Avrasya Staretejik Araştırmalar Merkezi ve Michigan Üniversitesi’nin
birlikte düzenlediği “3’üncü Uluslararası Avrasya Konferansı”nın öğleden
önceki bölümünde eski Cumhurbaşkanı Süleyman Demirel, Mehmet S. Erol,
Ersel Aydınlı ve Graham Fuller’i dinledik.
Bütün konuşmacıların üzerinde durduğu kavram “Radikal İslâm” oldu!
Demirel, Nazarbayev’in “Önümüzdeki 10 yıl” adlı kitabına da atıfta
bulunarak, Orta Asya’daki tehditleri, “terörizm, ayrılıkçı eğilimler ve
ekstremizm” olarak sıraladı...
Nazarbayev’in de İslâm radikalizminden çekindiğini söyledi.
Mehmet S. Erol, konuşmasına Radikal İslam’ın Özbekistan İslâm Hareketi
ve Hizbul Tahrir olarak Fergana Vaidisi’nde yapılandığını ve bu bölgenin
Orta Asya’nın Bekaa Vadisi’ne dönebileceğini anlattı! Erol, Orta Asya’da
ara verilen oyunun muhalif ve milliyetçi hareketlerin de yükselmesiyle
daha şiddetli bir şekilde devam edeceğini söyledi! Ersel Aydınlı, “ABD,
terörizmle savaşı, polis gücüyle, istihbarat gücüyle kıramayacağını
bilmeli...
Orta Asya’daki devletlerin yeniden yapılandırılması gerekir. Çünkü
terörizm oralarda yuvalanıyor” dedi.
Aydınlı, ABD’nin belirli eğiliminin Radikal İslam’ı 21’inci yüzyılın
tehdidi olarak algıladığını ve bu yüzden yeni bir yeşil kuşak
yaratırken, açık yeşili koyu yeşile tercih ettiğini de belirtti!
Graham Fuller ise Orta Asya’da olup bitenleri ABD, Çin ve Rusya’nın
rekabeti çerçevesinde değerlendirmeye çalıştı...

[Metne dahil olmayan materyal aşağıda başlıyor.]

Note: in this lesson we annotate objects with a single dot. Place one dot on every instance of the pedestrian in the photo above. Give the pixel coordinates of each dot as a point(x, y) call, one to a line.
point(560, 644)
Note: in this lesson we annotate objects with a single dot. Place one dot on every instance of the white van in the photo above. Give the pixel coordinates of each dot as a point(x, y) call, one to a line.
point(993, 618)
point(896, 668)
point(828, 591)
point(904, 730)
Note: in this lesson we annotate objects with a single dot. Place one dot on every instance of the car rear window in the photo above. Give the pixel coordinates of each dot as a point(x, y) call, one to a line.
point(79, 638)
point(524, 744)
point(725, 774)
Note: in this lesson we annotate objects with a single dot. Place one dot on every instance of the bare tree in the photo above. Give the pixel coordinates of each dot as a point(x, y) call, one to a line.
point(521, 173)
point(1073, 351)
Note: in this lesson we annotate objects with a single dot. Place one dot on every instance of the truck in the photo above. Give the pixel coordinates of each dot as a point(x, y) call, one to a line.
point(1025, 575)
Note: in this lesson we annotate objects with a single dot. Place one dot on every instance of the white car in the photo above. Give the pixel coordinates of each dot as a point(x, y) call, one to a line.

Fuller, 11 Eylül’den sonra bütün bölge devletlerinde otoriter
eğilimlerin arttığını, Avrupa’nın, özellikle Fransa ve Almanya’nın da
alternatif bir güç oluşturmaya çalıştığını, Afganistan ve Pakistan’ın
çok tehlikeli bir süreçten geçtiğini, çünkü siyasi İslâm’ın camiler
üzerinden hareket ettiğini söyledi.
Rusya üzerinden Fransa ve Almanya’nın iki kutuplu bir dünya
oluşturabileceğini belirten Fuller, “Türkiye’yi tebrik ediyorum.
Çünkü Radikal İslâm’ın problem olmadığı tek ülkesiniz. İslâm’ı hükümete
dahil ederek, bir şekilde meseleyi çözüyorsunuz. Yine Washington’a hayır
diyebildiğiniz için, ahlâki bir güce sahip olduğunuzu da gösterdiniz.

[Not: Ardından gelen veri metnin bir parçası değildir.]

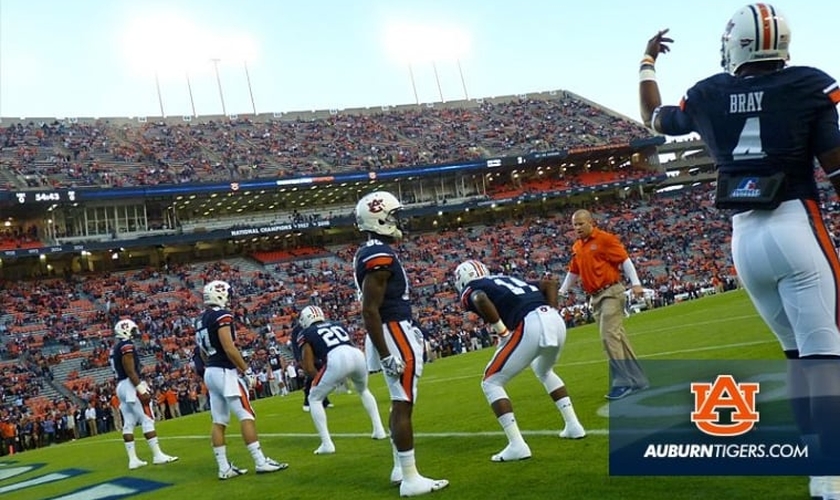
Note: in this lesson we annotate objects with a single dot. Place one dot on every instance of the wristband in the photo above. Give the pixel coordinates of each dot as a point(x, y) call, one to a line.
point(499, 327)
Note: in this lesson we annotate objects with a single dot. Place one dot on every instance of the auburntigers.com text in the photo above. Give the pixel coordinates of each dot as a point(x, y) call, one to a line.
point(752, 451)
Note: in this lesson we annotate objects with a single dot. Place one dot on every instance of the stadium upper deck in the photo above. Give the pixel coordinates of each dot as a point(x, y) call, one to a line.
point(42, 153)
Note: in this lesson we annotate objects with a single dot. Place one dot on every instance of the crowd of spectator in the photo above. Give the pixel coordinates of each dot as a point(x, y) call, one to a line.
point(99, 153)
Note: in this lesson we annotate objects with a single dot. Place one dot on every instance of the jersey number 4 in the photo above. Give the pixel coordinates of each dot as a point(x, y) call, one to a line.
point(749, 145)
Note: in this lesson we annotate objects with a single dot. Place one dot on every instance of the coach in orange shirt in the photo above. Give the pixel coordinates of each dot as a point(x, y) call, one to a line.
point(597, 257)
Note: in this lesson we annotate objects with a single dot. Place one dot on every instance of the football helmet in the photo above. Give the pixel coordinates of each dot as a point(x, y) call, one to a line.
point(757, 32)
point(217, 293)
point(125, 329)
point(467, 271)
point(310, 315)
point(377, 212)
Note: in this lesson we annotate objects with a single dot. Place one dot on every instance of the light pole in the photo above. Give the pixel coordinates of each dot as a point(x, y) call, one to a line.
point(189, 89)
point(437, 79)
point(463, 82)
point(413, 85)
point(250, 91)
point(160, 98)
point(219, 83)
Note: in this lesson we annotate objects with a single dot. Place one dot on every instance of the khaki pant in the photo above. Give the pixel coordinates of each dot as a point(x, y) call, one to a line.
point(608, 309)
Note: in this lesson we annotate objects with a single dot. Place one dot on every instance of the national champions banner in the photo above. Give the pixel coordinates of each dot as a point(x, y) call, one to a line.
point(715, 417)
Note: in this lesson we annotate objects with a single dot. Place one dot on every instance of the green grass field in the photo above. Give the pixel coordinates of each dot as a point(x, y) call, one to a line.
point(455, 431)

Arap ülkelerini dolaştım, ABD’nin küresel hegemonyasını reddetme
eğiliminize ve ‘hayır’ınıza büyük saygı duyuyorlar” dedi.

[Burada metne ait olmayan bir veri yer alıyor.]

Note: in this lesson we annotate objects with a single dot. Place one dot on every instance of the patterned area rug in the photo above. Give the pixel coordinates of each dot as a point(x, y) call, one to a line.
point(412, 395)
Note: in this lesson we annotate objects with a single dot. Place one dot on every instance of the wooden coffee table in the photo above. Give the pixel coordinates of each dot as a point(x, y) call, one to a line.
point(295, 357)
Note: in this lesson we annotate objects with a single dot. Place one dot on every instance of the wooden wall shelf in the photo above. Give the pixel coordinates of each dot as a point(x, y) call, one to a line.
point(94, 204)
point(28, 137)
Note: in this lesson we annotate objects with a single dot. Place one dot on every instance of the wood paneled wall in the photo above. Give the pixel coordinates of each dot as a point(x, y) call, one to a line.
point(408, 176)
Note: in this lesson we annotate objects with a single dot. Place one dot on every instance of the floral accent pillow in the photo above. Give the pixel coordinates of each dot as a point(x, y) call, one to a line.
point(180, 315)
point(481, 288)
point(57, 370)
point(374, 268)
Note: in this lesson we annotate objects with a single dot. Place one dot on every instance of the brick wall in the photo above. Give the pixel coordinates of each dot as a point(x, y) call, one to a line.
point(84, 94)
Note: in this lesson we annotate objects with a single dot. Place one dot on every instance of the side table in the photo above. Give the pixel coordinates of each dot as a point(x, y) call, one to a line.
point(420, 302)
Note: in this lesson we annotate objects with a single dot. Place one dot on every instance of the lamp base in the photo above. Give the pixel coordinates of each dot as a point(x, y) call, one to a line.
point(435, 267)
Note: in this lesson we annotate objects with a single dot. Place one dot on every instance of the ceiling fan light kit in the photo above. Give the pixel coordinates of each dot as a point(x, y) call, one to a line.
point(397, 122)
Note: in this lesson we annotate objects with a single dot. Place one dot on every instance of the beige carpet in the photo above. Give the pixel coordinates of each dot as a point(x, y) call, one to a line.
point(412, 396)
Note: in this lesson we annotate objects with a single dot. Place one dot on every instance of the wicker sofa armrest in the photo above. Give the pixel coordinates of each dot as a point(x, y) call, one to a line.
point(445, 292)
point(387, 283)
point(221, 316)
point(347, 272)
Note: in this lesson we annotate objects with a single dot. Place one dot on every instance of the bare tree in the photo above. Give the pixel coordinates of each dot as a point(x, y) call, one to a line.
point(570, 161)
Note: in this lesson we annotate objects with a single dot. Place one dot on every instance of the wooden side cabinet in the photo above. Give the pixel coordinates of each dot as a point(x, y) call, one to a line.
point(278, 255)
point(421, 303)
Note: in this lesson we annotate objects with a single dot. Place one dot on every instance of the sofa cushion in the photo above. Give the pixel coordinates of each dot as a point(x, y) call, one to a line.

Konuşmalar özetle böyle...
Tartışma bölümünde bu defa söz almadım. Daha henüz sabrım taşmadı.
Oturum Başkanı da Gündüz Aktan’dı...
Fakat, konuşsaydım şunları söyleyecektim: Evet, bir Radikal İslâm’dan söz
edilebilir. Fakat neden Taliban ve El Kaide’yi ABD, İngiltere, İsrail,
Suudi Arabistan ve Pakistan’ın birlikte örgütlediğini unutuyoruz?
Bunları bir tarafa bırakalım, bugün ABD’nin İngiltere ve İsrail ile
birlikte gerçekleştirmeye çalıştığı tek dünya devleti, kaynağını
Tevrat’tan alan ve Hıristiyanlık ile Yahudiliğin kaynaştırılması demek
olan “Püritenizm” ideolojisinin, dünya üzerinde uyguladığı bir terör
projesi değil midir?
Bu terör projesi de camilerden mi kaynaklanıyor? Yoksa havralardan mı,
kiliselerden mi?
Sonra, sanki terör, devlet gücünden bağımsız olarak geliştirilebilirmiş
gibi gerçek dışı bir yaklaşım sergiliyorsunuz. Oysa “Radikal İslâm”
denilen hareketlerin neredeyse tamamı, ABD-İngiltere ve İsrail
güdümlüdür.
Maksat kendi kontrolleri altındaki terör örgütlerini bahane olarak
kullanmak ve İslâm Dünyası’na müdahale edebilmektir.
Biz, ABD’nin, daha doğrusu Hıristiyan-Yahudi radikalizminin ürettiği
kavramlarla, Orta Asya’yı, yani Türk Dünyası’nı tanımlarsak, bu savaşı
daha başlangıçta kaybetmiş olmaz mıyız?
Radikal İslâm’ı bir kenara bırakın; bugün dünyada Bush’un, Dick
Chenney’in, Rumsfeld’in, Wolfowitz’in temsil ettiği “yeni
muhafazakârlar” örgütü, insanlık için bir numaralı terör tehdidi değil
midir?
Bu örgüt de bir tarikat değil midir?
Niçin dünyaya Amerikan gözlükleriyle bakıyorsunuz?